From the Labs: New developments in Microsoft Office malware

In September 2014, we wrote about a resurgence in VBA malware.

VBA stands for Visual Basic for Applications: it is a powerful and very widely-used programming tool that can be used right inside applications such as Microsoft Office.

That makes it common, and indeed perfectly usual, in legitimate files.

But, as we we wrote last time:

Visual Basic code is easy to write, flexible and easy to refactor. Similar functionality can often be expressed in many different ways which gives malware authors more options for producing distinct, workable versions of their software than they have with exploits.

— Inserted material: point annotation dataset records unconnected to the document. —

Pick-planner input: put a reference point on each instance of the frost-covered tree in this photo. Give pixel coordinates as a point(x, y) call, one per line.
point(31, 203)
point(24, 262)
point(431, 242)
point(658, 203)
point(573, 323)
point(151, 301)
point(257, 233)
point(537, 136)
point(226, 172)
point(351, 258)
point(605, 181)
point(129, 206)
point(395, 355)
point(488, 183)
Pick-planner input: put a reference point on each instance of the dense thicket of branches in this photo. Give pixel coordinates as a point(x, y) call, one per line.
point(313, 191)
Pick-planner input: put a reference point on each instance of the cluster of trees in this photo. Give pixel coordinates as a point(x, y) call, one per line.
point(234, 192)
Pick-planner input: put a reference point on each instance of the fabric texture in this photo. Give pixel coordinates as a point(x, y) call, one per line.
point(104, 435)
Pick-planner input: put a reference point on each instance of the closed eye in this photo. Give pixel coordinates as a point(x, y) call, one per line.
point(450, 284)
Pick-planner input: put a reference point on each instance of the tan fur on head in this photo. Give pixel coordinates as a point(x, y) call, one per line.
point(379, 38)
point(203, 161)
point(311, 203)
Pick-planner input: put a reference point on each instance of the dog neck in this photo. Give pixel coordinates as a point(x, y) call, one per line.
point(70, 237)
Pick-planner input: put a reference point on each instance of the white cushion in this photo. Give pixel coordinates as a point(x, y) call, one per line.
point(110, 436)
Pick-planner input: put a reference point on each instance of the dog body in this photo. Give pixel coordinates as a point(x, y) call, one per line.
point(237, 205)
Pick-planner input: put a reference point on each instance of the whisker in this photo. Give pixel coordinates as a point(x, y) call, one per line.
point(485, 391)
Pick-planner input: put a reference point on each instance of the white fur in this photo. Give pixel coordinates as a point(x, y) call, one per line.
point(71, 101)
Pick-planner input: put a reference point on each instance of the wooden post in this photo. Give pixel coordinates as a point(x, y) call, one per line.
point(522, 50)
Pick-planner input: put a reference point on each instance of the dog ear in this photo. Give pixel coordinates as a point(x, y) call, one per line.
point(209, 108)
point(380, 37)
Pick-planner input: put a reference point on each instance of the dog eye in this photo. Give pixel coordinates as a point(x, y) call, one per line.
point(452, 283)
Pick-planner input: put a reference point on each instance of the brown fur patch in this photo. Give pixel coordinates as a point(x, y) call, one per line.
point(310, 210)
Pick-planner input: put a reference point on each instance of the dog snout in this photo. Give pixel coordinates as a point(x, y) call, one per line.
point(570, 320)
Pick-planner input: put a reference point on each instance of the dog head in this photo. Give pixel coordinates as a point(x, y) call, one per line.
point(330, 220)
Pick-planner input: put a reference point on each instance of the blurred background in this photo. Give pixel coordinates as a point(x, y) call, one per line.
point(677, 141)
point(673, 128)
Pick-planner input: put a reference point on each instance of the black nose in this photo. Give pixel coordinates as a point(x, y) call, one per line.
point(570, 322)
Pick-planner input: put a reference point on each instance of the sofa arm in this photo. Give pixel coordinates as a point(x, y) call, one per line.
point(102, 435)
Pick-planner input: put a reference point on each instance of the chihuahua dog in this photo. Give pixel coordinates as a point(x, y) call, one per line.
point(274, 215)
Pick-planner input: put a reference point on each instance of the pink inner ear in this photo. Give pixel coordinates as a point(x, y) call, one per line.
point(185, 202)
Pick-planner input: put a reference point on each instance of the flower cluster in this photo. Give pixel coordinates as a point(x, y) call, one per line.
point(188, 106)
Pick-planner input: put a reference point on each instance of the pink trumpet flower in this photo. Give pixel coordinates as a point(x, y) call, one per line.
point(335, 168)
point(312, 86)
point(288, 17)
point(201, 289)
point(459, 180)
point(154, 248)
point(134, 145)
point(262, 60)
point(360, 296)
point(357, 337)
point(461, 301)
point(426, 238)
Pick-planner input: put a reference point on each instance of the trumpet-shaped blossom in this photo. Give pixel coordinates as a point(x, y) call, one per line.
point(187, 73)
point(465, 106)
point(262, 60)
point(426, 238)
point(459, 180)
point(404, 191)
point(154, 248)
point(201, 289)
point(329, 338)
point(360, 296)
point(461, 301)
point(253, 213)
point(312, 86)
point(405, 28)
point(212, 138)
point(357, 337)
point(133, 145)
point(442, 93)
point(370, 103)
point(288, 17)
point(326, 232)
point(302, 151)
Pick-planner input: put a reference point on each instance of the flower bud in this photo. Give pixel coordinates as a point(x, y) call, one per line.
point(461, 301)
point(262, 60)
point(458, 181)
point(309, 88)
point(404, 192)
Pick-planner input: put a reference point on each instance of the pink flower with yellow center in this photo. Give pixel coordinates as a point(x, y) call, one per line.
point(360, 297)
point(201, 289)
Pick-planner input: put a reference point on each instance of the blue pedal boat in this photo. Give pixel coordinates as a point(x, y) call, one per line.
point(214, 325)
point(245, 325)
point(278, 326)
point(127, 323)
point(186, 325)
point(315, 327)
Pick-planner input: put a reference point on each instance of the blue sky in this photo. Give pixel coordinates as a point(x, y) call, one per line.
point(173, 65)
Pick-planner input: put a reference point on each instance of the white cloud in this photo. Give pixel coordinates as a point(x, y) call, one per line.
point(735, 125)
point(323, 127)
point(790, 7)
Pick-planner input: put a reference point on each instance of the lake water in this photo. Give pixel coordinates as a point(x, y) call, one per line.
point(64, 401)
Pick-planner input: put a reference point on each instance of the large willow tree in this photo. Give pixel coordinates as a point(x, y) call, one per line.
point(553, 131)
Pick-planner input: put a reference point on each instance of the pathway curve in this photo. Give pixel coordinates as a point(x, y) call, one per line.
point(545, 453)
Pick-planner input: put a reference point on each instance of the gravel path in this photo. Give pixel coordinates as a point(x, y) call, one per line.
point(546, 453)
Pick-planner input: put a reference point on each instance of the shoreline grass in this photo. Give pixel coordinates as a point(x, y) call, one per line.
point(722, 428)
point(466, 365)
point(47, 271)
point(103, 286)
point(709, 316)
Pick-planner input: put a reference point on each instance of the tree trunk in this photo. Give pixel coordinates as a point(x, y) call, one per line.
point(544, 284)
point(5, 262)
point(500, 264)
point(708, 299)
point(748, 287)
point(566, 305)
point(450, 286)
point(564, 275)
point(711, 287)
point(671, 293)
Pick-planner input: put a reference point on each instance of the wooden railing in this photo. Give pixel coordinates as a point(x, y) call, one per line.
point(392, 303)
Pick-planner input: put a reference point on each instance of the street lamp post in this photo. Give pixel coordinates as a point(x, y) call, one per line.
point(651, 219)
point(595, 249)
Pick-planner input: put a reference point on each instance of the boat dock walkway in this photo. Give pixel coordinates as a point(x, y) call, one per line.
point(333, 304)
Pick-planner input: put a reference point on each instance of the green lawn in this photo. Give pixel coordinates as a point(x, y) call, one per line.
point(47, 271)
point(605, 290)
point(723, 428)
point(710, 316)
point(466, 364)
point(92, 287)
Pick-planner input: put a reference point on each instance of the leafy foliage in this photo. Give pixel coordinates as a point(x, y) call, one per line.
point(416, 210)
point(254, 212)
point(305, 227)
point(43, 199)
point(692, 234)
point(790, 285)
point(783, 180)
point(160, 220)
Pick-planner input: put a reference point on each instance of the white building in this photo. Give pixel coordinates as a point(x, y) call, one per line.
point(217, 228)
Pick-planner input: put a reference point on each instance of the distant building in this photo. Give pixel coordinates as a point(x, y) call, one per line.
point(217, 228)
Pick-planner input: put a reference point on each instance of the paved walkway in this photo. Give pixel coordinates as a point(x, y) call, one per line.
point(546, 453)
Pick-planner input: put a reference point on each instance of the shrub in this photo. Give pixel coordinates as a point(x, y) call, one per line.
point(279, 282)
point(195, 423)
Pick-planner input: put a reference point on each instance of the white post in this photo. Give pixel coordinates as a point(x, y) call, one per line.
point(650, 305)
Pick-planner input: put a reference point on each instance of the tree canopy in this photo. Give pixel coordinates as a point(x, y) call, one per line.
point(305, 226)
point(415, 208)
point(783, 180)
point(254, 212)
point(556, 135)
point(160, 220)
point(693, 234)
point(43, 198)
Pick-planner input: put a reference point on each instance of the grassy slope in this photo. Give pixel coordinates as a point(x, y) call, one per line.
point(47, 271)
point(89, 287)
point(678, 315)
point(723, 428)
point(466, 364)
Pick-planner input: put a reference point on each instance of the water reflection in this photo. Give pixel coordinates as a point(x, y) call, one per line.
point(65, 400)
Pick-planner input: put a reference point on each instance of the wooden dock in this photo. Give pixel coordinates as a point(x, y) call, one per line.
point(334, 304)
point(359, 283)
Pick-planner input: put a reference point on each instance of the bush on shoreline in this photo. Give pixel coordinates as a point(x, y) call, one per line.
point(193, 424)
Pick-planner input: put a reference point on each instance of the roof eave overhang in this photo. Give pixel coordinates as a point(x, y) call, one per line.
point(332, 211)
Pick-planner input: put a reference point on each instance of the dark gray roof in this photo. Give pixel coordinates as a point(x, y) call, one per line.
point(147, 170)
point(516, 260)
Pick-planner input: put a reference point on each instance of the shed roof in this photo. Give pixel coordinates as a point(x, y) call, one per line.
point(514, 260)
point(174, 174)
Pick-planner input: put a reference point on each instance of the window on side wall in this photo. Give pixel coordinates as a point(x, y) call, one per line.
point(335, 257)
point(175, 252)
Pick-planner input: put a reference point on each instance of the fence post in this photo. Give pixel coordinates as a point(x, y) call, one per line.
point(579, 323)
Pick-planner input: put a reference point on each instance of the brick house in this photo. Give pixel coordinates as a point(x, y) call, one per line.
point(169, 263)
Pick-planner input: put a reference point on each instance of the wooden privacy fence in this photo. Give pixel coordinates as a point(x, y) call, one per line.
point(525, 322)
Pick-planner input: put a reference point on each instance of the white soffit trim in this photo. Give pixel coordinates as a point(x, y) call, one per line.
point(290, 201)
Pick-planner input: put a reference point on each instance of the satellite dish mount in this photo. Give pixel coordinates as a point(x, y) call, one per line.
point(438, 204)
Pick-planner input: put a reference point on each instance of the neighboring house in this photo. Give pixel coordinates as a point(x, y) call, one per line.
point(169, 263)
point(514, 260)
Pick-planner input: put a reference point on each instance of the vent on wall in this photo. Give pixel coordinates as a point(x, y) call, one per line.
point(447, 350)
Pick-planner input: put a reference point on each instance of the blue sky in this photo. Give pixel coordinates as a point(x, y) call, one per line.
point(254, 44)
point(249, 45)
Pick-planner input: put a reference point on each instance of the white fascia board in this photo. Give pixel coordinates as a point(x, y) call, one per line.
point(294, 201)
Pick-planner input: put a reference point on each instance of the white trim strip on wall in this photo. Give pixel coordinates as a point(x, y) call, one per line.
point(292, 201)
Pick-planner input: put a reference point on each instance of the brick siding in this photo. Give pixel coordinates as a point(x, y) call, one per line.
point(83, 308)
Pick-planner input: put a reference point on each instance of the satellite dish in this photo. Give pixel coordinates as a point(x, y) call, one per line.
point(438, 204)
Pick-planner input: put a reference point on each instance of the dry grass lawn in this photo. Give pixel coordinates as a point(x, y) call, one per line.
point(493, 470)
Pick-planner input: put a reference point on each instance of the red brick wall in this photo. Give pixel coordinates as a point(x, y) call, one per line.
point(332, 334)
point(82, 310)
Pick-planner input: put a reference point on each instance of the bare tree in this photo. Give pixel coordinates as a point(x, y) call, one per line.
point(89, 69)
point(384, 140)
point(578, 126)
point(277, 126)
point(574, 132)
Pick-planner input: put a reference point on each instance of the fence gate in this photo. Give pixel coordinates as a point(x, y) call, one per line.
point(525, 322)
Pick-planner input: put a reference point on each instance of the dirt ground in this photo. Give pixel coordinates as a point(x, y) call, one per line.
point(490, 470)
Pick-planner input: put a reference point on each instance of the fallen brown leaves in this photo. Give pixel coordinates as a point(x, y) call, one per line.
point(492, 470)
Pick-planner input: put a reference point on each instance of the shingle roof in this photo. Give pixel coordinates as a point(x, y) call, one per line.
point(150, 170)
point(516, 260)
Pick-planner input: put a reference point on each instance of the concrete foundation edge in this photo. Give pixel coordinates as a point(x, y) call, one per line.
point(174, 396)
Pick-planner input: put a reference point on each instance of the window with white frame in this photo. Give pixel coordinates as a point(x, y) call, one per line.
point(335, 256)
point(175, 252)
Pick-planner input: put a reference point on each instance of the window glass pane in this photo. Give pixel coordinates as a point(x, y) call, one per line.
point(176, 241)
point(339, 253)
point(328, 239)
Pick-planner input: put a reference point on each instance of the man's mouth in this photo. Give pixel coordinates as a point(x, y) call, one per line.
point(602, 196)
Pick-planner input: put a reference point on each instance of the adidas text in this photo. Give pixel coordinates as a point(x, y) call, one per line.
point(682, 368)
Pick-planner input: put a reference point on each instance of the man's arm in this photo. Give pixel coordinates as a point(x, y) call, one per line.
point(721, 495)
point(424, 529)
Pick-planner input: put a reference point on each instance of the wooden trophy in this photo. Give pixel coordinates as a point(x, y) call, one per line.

In short, what is good for the gander is equally good for the goose.

Indeed, over the past six months, malware that arrives as a VBA program inside an innocent-looking document has become an all-too-common occurrence in the threat landscape, and an essential weapon in spam campaigns.

Backward compatibility

Obviously, attackers who use VBA rely on their victims having some version of Office installed.

As you can see, SophosLabs statistics show that malware writers prefer Word and Excel to PowerPoint.

The reason for this is likely because malware delivered in spam very commonly pretends to be a courier delivery notice or an invoice, or similar, and these are typically stored as Word documents or Excel spreadsheets.

But the crooks also greatly prefer the older “1997-2003” Office file format.

Files in the 1997-2003 format are stored in what Microsoft calls the Object Linking and Embedding (OLE) Compound File format, often just called OLE2 for short.

OLE2 uses a FAT-like structure to define various streams (which you can think of as files in a disk image) consisting of fixed-size blocks; these streams declare the structure and content of the document.

The rest of the VBA malware we see is in the more recent “2007 and later” format.

These files are denoted with an -X appended to the file extension (e.g. DOCX instead of DOC, XLSX instead of XLS).

Dash-X files are stored in a file specification known as Office Open XML (OOXML).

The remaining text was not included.